In patients with non-Hodgkin's lymphoma being treated by I-131- radiolabeled anti-B1 monoclonal antibody, we test the hypothesis that the activity taken up in tumors during therapy is the same as that observed during tracer evaluation, except for scaling by the ratio of administered activities. Chemotherapy-relapsed patients are imaged only with planar conjugate views, whereas previously untreated patients are imaged with planar conjugate views and with single-photon emission computed tomography (SPECT). The SPECT tracer activity quantification requires computed tomography (CT) to SPECT image fusion, for which we devised a new procedure: first, the tracer SPECT images are fused to the therapy SPECT images. Then, that transformation is combined with the therapy SPECT-to-CT transformation. We also use (a) the same volumes of interest defined on CT for both tracer and therapy image sets, and (b) a SPECT counts-to-activity conversion factor that adapts to background and rotation radius. We define R as the ratio of therapy activity percentage of infused dose over tracer activity percentage of infused dose at 2-3 days after monoclonal antibody infusion. For 31 chemotherapy-relapsed patients, the R ratio for 60 solitary or composite tumors averages 0.931 ± 0.031. The hypothesis of R being 1 is rejected with greater than 95% confidence.
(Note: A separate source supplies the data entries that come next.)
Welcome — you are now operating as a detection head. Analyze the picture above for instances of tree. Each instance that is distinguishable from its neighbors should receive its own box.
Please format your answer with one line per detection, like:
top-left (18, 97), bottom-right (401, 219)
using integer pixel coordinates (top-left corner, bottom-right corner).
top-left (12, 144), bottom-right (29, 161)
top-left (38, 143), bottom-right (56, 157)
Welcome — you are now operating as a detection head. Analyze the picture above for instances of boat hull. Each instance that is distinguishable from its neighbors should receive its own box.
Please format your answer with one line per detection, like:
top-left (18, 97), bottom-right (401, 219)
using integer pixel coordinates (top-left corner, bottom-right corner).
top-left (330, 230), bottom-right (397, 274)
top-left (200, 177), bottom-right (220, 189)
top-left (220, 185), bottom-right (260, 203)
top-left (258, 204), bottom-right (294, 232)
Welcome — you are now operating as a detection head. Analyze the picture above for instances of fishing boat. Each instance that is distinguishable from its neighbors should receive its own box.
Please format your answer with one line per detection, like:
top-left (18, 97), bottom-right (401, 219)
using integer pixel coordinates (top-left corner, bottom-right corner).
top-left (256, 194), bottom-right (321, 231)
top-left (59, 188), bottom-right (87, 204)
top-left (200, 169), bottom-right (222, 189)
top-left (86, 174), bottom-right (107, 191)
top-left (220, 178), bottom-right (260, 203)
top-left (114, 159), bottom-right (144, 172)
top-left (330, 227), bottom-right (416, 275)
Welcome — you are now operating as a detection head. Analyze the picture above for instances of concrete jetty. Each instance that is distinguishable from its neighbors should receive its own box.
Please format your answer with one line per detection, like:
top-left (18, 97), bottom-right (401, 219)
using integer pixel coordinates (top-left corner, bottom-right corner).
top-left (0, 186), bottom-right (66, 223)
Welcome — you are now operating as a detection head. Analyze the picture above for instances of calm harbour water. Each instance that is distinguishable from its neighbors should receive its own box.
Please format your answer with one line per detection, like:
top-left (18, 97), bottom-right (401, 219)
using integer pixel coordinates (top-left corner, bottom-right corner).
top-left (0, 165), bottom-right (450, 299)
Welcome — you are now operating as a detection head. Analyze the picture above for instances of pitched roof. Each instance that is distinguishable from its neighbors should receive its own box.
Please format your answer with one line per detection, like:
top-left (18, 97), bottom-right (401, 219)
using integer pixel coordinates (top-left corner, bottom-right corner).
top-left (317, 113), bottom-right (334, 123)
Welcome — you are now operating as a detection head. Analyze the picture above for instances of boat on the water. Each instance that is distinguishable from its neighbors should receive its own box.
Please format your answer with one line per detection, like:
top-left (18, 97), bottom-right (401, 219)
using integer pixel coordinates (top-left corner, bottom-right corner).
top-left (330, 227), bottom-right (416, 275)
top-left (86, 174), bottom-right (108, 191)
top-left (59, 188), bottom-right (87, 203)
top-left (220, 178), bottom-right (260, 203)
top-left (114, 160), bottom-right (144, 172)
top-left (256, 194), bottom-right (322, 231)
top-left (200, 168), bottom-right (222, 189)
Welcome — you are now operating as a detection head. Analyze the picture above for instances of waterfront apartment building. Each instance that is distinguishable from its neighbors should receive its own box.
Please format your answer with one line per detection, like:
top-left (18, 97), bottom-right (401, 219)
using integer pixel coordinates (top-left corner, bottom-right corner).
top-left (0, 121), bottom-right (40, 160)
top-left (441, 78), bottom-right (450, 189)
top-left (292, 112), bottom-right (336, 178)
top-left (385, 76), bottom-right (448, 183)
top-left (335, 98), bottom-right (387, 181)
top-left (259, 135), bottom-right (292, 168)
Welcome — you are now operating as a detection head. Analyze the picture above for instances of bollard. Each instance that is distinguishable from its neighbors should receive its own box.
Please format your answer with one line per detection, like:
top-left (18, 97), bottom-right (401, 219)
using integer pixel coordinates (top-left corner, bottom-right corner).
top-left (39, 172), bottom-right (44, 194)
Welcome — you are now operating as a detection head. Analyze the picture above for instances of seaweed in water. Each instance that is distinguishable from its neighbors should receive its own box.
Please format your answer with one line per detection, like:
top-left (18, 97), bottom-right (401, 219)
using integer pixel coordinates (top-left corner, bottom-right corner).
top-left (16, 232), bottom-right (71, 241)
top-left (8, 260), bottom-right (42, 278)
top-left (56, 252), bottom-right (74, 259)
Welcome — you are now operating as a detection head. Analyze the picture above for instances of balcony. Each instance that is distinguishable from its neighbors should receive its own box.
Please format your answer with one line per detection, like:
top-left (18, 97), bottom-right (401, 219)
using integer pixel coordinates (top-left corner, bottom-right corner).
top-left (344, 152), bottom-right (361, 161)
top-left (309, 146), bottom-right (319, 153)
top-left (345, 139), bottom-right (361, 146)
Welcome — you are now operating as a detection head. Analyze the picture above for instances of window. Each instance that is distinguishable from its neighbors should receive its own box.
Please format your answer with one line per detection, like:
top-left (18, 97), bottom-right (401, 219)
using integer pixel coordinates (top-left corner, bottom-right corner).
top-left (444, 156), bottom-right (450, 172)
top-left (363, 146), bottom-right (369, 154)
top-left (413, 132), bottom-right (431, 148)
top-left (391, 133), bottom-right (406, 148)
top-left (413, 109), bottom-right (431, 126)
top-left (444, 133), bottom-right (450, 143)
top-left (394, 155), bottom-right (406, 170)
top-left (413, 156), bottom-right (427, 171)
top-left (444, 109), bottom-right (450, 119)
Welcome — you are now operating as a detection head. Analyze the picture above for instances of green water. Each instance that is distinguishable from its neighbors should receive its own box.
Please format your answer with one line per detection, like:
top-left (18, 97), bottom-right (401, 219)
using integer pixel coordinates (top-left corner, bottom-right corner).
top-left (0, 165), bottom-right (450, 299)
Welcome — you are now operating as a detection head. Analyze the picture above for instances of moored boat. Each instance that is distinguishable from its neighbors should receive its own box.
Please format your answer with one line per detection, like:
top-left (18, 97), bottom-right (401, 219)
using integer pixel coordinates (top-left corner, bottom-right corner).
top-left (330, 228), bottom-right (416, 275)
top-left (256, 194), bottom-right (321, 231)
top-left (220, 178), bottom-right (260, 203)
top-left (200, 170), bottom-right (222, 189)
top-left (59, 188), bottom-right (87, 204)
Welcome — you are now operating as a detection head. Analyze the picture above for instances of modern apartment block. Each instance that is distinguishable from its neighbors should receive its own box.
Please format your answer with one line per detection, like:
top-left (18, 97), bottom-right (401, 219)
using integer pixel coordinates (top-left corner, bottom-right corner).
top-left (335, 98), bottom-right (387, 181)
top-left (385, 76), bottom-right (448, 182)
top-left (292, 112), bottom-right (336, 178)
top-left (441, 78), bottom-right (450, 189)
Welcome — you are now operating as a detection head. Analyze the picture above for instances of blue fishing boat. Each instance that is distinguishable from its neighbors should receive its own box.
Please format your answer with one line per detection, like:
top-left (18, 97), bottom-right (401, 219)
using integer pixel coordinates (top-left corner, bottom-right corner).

However, the difference from 1 is only 7.4%. The range of R is 0.43-1.55. For seven previously untreated patients, R averages 1.050 ± 0.050 for 24 solitary tumors evaluated by SPECT. For six of these patients, R averages 0.946 ± 0.098 for one of these solitary tumors and for five composite tumors, evaluated by conjugate views. Both results agree with the hypothesis thai R is 1. The range of R for the SPECT tumors is 0.71 ± 0.03 to 1.82 ± 0.53, and for the conjugate view tumors, it is 0.701.35. Plots of R versus tumor volume yield small correlation coefficients. That from SPECT approaches a statistically significant difference from zero correlation (P = 0.06). In summary, on average, the tumor percentage of infused dose following tracer administration is predictive of therapeutic percentage of infused dose within 8%. For greater accuracy with individual tumors, however, an intratherapy evaluation is probably necessary because the range of R is large.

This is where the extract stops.